The band decided it didn't want to be associated with the Clockwork name anymore.
"We were like," Mohler said, "let's start over. We can make something new."
So, over the course of four-and-a-half days this year, the three members recorded the first Hounds record, which was tracked live-in-studio and without the help of a click track or pitch correction.
But just as the band had rebranded itself, it was about to see another change. On July 1, Hounds announced on Facebook that Logan Slone would be leaving the group, himself saying "there are no hard feelings" in the statement. His decision to leave Hounds was communicated to the other members in Dec., prior to the announcement.
Despite that knowledge, the band decided to include Logan Slone on Hounds' latest album's cover, the self-titled debut, for which he wrote two songs.
"He's on the album [cover], because he created all of this with us," Jordan said. "We wanted to have that sort of closure with him."
The 13-track album, which never features an acoustic guitar, revisits the stand-out Clockwork track, "Lock Eyes," replacing its acoustic arrangement with a psychedelic rock approach.
"When we were thinking about an actual album, we really wanted to go at it and tackle this album mentality," Jordan said. This was something that was not present, according to the band, during the Clockwork-era.
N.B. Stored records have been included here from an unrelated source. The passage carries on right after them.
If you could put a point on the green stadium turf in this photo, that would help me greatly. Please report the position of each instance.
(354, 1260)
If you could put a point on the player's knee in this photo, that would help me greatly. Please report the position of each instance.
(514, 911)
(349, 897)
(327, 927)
Previously, albums were recorded over the course of a year or more in parts.
Hounds also wanted to cover a song from the late '60s, an era that greatly inspired the new direction. While a Beatles song was considered, the group thought it would be too predictable, and chose "White Rabbit" by Jefferson Airplane instead.
The band wanted to go for a much more raw sound this time around, noting the more polished sound of Clockwork was less its style. To help achieve that, Jordan said Hounds' goal was to record to tape, but did not have the budget.
As "Hounds" releases and another new beginning lies ahead, Jordan (24-years-old) and Mohler (21-years-old) will continue on as a duo, but are considering help.
Though the band is not sure if it would like to add another official member, Hounds is looking for someone to duplicate what Logan Slone did during live shows -- play bass and sing background vocals. (Although, the brothers had shared lead vocals for the band's run.)
It's been an unusual ride, full of mixed emotions, Jordan admits.
"It's a scary, sad, exciting, depressing, wonderful, therapeutic, horrifying [time] -- every day's a different challenge."
All this makes Clockwork/Hounds a compelling portrait of a unique journey -- one that shouldn't be ending any time soon.